Much of this reaction reflects the deep philosophical divide between the Anaheim Union board and the Orange County Board of Education (OCBOE) and specifically the OCBOE’s response to two controversial charter school applications in the Anaheim Union district. The OCBOE has authority to grant charters without local consent. According to the Anaheim Union Board, the OCBOE board president “believes in handing over control of our public schools to private organizations, and is moving forward approving just about all charters…”
Are Charter Schools the New Subprime Bubble?
In a recent interview, a professor of urban education at the University of Connecticut shares his concerns that the proliferation of charter schools could presage a bubble much like the subprime lending market, and could have the same disastrous effects, but this time on education not the financial market.
Preston Greene discusses his study saying that the the federal government is encouraging the expansion of charter schools with little oversight, and the result could be a charter school bubble that blows up in urban communities.

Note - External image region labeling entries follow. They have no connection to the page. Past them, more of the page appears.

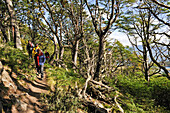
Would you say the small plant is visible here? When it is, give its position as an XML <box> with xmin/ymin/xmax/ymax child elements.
<box><xmin>42</xmin><ymin>85</ymin><xmax>80</xmax><ymax>113</ymax></box>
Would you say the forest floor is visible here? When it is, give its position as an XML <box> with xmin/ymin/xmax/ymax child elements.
<box><xmin>1</xmin><ymin>65</ymin><xmax>50</xmax><ymax>113</ymax></box>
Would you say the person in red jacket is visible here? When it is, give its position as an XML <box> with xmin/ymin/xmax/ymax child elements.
<box><xmin>27</xmin><ymin>40</ymin><xmax>34</xmax><ymax>59</ymax></box>
<box><xmin>34</xmin><ymin>49</ymin><xmax>46</xmax><ymax>79</ymax></box>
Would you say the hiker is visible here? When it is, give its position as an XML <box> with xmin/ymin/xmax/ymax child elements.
<box><xmin>32</xmin><ymin>43</ymin><xmax>40</xmax><ymax>58</ymax></box>
<box><xmin>45</xmin><ymin>51</ymin><xmax>50</xmax><ymax>61</ymax></box>
<box><xmin>34</xmin><ymin>49</ymin><xmax>46</xmax><ymax>79</ymax></box>
<box><xmin>27</xmin><ymin>40</ymin><xmax>34</xmax><ymax>59</ymax></box>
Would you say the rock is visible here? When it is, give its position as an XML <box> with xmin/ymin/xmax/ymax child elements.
<box><xmin>0</xmin><ymin>70</ymin><xmax>17</xmax><ymax>92</ymax></box>
<box><xmin>15</xmin><ymin>99</ymin><xmax>28</xmax><ymax>112</ymax></box>
<box><xmin>0</xmin><ymin>61</ymin><xmax>4</xmax><ymax>76</ymax></box>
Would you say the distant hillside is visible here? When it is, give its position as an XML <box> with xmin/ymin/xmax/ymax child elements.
<box><xmin>130</xmin><ymin>45</ymin><xmax>170</xmax><ymax>63</ymax></box>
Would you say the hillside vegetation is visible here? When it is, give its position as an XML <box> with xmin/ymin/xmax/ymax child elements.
<box><xmin>0</xmin><ymin>45</ymin><xmax>170</xmax><ymax>113</ymax></box>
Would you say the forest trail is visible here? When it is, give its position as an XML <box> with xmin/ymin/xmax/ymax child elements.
<box><xmin>12</xmin><ymin>74</ymin><xmax>49</xmax><ymax>113</ymax></box>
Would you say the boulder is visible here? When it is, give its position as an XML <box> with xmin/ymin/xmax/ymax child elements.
<box><xmin>0</xmin><ymin>70</ymin><xmax>17</xmax><ymax>92</ymax></box>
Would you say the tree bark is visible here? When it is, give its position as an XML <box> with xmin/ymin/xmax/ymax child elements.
<box><xmin>5</xmin><ymin>0</ymin><xmax>22</xmax><ymax>50</ymax></box>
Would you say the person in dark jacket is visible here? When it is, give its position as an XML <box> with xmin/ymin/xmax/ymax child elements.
<box><xmin>27</xmin><ymin>40</ymin><xmax>34</xmax><ymax>59</ymax></box>
<box><xmin>45</xmin><ymin>51</ymin><xmax>50</xmax><ymax>61</ymax></box>
<box><xmin>34</xmin><ymin>49</ymin><xmax>46</xmax><ymax>79</ymax></box>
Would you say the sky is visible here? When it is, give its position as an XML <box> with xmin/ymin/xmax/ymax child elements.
<box><xmin>108</xmin><ymin>31</ymin><xmax>131</xmax><ymax>46</ymax></box>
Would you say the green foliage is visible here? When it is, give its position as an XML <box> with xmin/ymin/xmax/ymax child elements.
<box><xmin>113</xmin><ymin>75</ymin><xmax>170</xmax><ymax>112</ymax></box>
<box><xmin>0</xmin><ymin>42</ymin><xmax>33</xmax><ymax>76</ymax></box>
<box><xmin>43</xmin><ymin>84</ymin><xmax>81</xmax><ymax>113</ymax></box>
<box><xmin>43</xmin><ymin>66</ymin><xmax>85</xmax><ymax>113</ymax></box>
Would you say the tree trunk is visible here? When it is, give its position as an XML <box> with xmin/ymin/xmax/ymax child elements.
<box><xmin>8</xmin><ymin>26</ymin><xmax>11</xmax><ymax>41</ymax></box>
<box><xmin>72</xmin><ymin>40</ymin><xmax>79</xmax><ymax>68</ymax></box>
<box><xmin>0</xmin><ymin>24</ymin><xmax>9</xmax><ymax>42</ymax></box>
<box><xmin>5</xmin><ymin>0</ymin><xmax>22</xmax><ymax>50</ymax></box>
<box><xmin>94</xmin><ymin>36</ymin><xmax>105</xmax><ymax>79</ymax></box>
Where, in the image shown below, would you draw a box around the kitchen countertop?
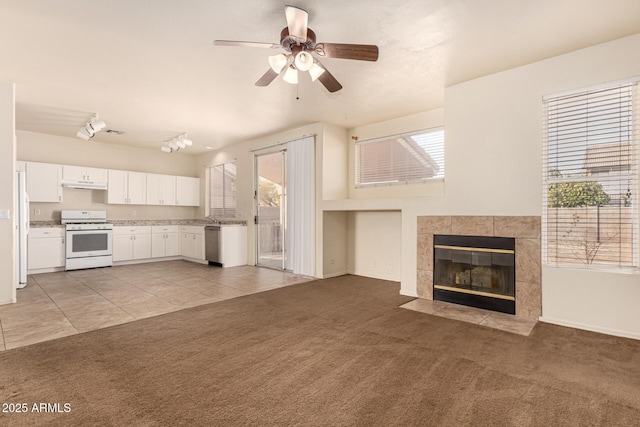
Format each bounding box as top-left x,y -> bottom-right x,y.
29,219 -> 247,228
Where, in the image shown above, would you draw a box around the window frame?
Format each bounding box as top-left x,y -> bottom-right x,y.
354,126 -> 445,189
541,77 -> 640,272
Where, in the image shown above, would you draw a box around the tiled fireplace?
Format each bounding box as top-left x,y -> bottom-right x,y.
417,216 -> 542,319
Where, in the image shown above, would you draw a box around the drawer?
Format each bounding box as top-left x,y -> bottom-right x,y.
28,227 -> 66,238
113,225 -> 151,236
151,225 -> 180,234
180,225 -> 204,234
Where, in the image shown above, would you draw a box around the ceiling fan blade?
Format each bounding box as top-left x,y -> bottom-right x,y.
256,68 -> 279,86
284,6 -> 309,40
213,40 -> 280,49
318,64 -> 342,93
316,43 -> 378,61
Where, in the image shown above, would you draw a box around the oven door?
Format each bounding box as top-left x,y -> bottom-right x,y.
67,230 -> 113,259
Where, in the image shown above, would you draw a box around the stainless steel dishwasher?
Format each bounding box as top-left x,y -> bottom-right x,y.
209,225 -> 222,265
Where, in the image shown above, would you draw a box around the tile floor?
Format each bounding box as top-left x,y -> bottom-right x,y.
400,298 -> 536,336
0,261 -> 312,351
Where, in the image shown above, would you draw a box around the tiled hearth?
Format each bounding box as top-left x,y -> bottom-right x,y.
417,216 -> 542,320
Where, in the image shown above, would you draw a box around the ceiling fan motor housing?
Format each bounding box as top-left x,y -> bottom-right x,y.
280,27 -> 316,54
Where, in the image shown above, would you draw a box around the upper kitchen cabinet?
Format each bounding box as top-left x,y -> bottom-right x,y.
25,162 -> 62,202
107,169 -> 147,205
147,173 -> 176,206
62,165 -> 109,182
176,176 -> 200,206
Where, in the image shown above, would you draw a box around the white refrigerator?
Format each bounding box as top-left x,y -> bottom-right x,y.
13,171 -> 29,289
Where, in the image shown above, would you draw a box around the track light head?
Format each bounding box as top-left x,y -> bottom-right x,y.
76,126 -> 95,141
90,119 -> 107,132
76,113 -> 107,141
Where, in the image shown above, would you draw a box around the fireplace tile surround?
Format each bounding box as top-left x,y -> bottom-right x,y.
417,216 -> 542,320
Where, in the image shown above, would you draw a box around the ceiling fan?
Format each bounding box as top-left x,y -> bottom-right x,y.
213,6 -> 378,92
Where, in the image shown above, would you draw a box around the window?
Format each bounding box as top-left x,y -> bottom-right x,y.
356,128 -> 444,187
542,81 -> 638,267
207,163 -> 236,218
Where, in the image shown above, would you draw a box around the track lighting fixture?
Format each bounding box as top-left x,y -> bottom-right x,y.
160,132 -> 193,153
76,113 -> 107,141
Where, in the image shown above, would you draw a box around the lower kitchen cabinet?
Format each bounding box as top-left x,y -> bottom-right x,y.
180,225 -> 204,260
151,225 -> 180,258
113,226 -> 151,262
27,227 -> 67,270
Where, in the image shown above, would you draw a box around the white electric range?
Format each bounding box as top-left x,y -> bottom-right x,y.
61,210 -> 113,270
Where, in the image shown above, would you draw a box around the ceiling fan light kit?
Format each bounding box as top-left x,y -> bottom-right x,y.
213,6 -> 378,92
160,132 -> 193,154
269,53 -> 288,74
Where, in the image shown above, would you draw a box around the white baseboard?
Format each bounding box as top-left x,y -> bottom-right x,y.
322,271 -> 349,279
27,267 -> 64,275
538,316 -> 640,340
400,289 -> 418,298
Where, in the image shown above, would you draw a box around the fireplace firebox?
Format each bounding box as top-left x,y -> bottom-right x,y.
433,235 -> 516,314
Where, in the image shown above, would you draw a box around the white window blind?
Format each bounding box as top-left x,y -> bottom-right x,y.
208,163 -> 236,218
355,128 -> 444,187
542,82 -> 638,268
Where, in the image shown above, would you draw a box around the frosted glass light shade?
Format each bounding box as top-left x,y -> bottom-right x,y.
295,51 -> 313,71
282,67 -> 298,85
309,63 -> 324,82
269,53 -> 287,74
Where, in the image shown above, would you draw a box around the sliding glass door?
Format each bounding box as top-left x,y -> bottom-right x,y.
254,150 -> 287,270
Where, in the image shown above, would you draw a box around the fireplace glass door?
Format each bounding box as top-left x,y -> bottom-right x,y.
433,236 -> 515,314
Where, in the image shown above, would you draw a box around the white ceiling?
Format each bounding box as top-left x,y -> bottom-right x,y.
0,0 -> 640,154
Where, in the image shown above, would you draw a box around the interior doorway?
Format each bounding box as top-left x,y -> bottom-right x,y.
254,149 -> 287,270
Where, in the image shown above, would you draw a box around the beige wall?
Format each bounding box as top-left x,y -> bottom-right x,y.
17,131 -> 198,221
348,211 -> 402,281
0,83 -> 16,304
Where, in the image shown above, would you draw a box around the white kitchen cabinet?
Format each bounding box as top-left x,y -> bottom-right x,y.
113,226 -> 151,262
25,162 -> 62,202
220,225 -> 247,267
107,169 -> 147,205
176,176 -> 200,206
151,225 -> 180,258
180,225 -> 204,260
62,165 -> 109,182
147,173 -> 176,206
27,227 -> 67,271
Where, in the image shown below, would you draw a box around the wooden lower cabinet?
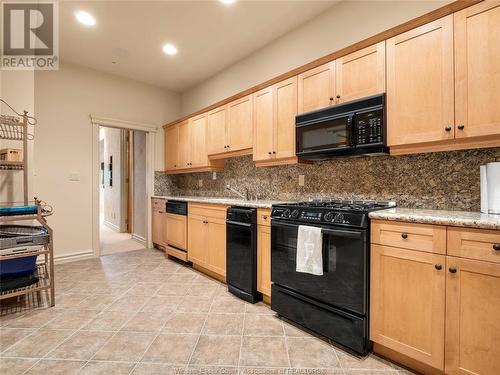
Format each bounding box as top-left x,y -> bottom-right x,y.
257,209 -> 271,298
370,245 -> 446,370
188,204 -> 227,278
446,256 -> 500,375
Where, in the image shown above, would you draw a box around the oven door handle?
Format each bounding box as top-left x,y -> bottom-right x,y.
271,219 -> 364,238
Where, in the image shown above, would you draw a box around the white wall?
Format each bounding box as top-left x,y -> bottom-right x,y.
182,0 -> 451,115
35,63 -> 179,257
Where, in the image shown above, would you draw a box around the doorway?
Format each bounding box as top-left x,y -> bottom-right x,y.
91,116 -> 157,256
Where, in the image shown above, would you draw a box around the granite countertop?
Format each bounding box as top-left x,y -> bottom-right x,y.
153,195 -> 283,208
369,207 -> 500,230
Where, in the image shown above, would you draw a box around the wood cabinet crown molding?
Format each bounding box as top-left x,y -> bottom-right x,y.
163,0 -> 482,128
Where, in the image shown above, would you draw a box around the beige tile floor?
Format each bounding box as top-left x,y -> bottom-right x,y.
0,250 -> 409,375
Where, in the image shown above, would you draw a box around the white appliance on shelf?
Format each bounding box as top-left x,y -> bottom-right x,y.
480,162 -> 500,215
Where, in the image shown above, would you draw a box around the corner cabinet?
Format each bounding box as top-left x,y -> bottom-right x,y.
370,220 -> 500,375
253,77 -> 298,167
165,114 -> 224,173
207,95 -> 253,159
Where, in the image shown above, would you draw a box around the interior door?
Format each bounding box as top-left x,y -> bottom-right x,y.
273,77 -> 297,159
177,121 -> 191,169
370,245 -> 446,370
207,106 -> 227,155
386,15 -> 455,146
253,86 -> 274,161
335,41 -> 385,103
446,257 -> 500,375
189,114 -> 208,168
298,61 -> 335,113
165,124 -> 179,170
454,1 -> 500,138
227,95 -> 253,151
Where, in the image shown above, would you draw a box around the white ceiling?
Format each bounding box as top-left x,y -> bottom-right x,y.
59,0 -> 336,92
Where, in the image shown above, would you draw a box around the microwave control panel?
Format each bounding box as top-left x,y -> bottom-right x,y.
354,109 -> 384,146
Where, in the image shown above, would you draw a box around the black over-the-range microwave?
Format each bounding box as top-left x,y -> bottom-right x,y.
295,94 -> 389,160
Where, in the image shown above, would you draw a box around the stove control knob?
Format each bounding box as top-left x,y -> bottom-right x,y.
335,214 -> 344,223
323,212 -> 333,221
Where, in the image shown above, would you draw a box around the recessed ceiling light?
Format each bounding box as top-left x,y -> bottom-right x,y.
75,10 -> 96,26
163,43 -> 177,55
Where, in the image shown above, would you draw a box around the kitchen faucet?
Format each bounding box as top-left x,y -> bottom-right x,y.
226,185 -> 250,201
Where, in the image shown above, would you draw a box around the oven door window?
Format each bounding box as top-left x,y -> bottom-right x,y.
271,219 -> 367,314
297,116 -> 351,152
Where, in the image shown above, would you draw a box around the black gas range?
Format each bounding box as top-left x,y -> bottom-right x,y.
271,199 -> 396,354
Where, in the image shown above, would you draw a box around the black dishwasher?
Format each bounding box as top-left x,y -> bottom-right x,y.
226,207 -> 262,303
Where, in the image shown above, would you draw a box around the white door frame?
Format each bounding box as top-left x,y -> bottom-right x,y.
90,115 -> 158,257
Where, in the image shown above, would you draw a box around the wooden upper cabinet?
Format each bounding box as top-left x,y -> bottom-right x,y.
298,61 -> 335,113
177,120 -> 191,168
273,77 -> 297,159
370,245 -> 446,370
164,124 -> 179,170
207,106 -> 227,155
446,257 -> 500,375
335,41 -> 385,103
253,86 -> 274,161
189,113 -> 208,168
226,95 -> 253,151
454,1 -> 500,138
386,15 -> 455,146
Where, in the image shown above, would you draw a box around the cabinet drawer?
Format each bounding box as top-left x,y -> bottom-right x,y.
257,208 -> 271,227
188,203 -> 227,219
371,220 -> 446,254
448,227 -> 500,263
151,198 -> 167,212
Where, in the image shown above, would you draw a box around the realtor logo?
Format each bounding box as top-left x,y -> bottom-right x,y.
0,1 -> 59,70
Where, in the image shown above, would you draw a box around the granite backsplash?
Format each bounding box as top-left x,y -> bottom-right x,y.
155,148 -> 500,211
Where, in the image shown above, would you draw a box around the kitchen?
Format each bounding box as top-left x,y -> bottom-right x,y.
0,1 -> 500,375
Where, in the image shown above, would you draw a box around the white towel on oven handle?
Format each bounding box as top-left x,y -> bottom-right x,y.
295,225 -> 323,276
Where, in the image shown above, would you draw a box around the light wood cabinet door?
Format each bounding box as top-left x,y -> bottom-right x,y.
207,106 -> 227,155
177,121 -> 191,169
370,245 -> 446,370
257,225 -> 271,297
253,86 -> 274,161
226,95 -> 253,151
188,215 -> 208,267
165,124 -> 179,171
272,77 -> 297,159
164,213 -> 187,250
386,15 -> 455,146
446,257 -> 500,375
206,217 -> 226,277
335,41 -> 385,103
298,61 -> 335,113
189,114 -> 208,168
455,1 -> 500,138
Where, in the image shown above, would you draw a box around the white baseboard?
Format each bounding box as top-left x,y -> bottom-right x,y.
132,233 -> 146,247
54,250 -> 95,264
102,220 -> 120,233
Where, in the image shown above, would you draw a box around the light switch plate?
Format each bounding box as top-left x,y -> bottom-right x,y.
299,174 -> 304,186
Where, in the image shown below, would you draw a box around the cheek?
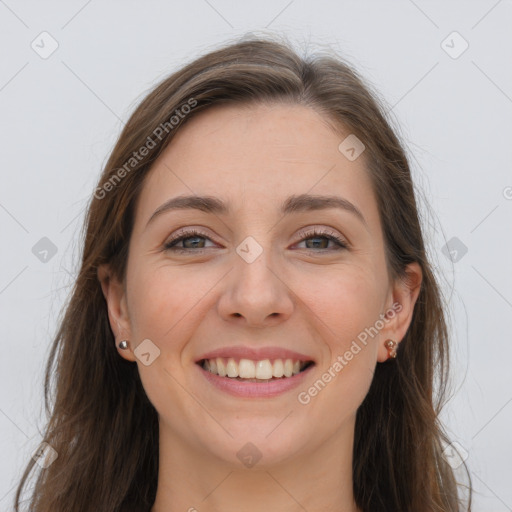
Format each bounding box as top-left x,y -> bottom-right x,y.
129,265 -> 208,345
297,265 -> 383,348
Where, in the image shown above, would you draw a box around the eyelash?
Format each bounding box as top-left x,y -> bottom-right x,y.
164,228 -> 348,253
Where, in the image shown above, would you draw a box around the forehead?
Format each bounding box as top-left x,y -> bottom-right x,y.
137,104 -> 376,229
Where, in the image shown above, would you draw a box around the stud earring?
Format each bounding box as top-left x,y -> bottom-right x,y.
384,340 -> 398,359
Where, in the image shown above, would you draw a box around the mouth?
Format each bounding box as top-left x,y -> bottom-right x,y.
196,357 -> 315,384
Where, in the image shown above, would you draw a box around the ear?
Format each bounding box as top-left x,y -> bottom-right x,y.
97,264 -> 135,361
377,262 -> 423,363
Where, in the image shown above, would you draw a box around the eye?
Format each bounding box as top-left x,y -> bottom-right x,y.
164,229 -> 216,252
294,228 -> 348,252
164,228 -> 348,253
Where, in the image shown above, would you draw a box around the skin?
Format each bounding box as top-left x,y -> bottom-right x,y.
98,104 -> 421,512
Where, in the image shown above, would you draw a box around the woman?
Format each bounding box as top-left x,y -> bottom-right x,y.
16,34 -> 472,512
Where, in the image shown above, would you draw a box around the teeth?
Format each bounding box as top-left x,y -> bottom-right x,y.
203,357 -> 306,380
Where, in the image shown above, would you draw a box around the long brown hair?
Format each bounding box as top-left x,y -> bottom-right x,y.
15,37 -> 471,512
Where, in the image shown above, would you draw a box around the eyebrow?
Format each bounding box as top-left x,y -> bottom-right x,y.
146,194 -> 368,228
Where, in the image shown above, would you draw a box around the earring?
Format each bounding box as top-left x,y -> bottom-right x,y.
384,340 -> 398,359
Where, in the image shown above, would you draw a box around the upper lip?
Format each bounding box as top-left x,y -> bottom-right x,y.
196,345 -> 314,363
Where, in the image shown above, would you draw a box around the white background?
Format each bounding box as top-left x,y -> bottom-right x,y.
0,0 -> 512,512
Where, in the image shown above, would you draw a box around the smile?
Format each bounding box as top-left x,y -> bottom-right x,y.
196,358 -> 315,398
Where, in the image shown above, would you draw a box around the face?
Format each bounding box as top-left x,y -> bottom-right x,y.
99,105 -> 416,465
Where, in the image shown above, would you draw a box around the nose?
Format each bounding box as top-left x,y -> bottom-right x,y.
218,245 -> 294,327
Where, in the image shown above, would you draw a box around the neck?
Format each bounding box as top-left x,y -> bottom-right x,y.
151,421 -> 358,512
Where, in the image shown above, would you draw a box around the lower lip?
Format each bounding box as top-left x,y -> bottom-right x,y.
196,364 -> 315,398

The concern stems from calls to increase the number of entities who can authorize a charter school. Similar to the concerns expressed by Anaheim Union, Greene fears that the multiple authorizers with little or no “skin in the game” will ultimately increase the number of charters approved while degrading the overall quality of charters.
Greene sees signs that the bubble may already be bursting in some parts of the country where “charters have been sued for failing to provide students with disabilities with an education.” Greene, like Anaheim, calls for more standards of accountability and transparency for all charters.
Valley Oak Charter in Ojai
Differing from the concerns of the Anaheim Union school board, Valley Oak Charter School in Ojai was not inserted into the community by suspect outsiders operating in secret. And as a hybrid support school for home-based independent study, it doesn’t directly compete with OUSD schools. We are fortunate that the school staff includes many individuals with a long and distinguished teaching history in Ojai. Valley Oak makes its LCAP and other documents available on its website.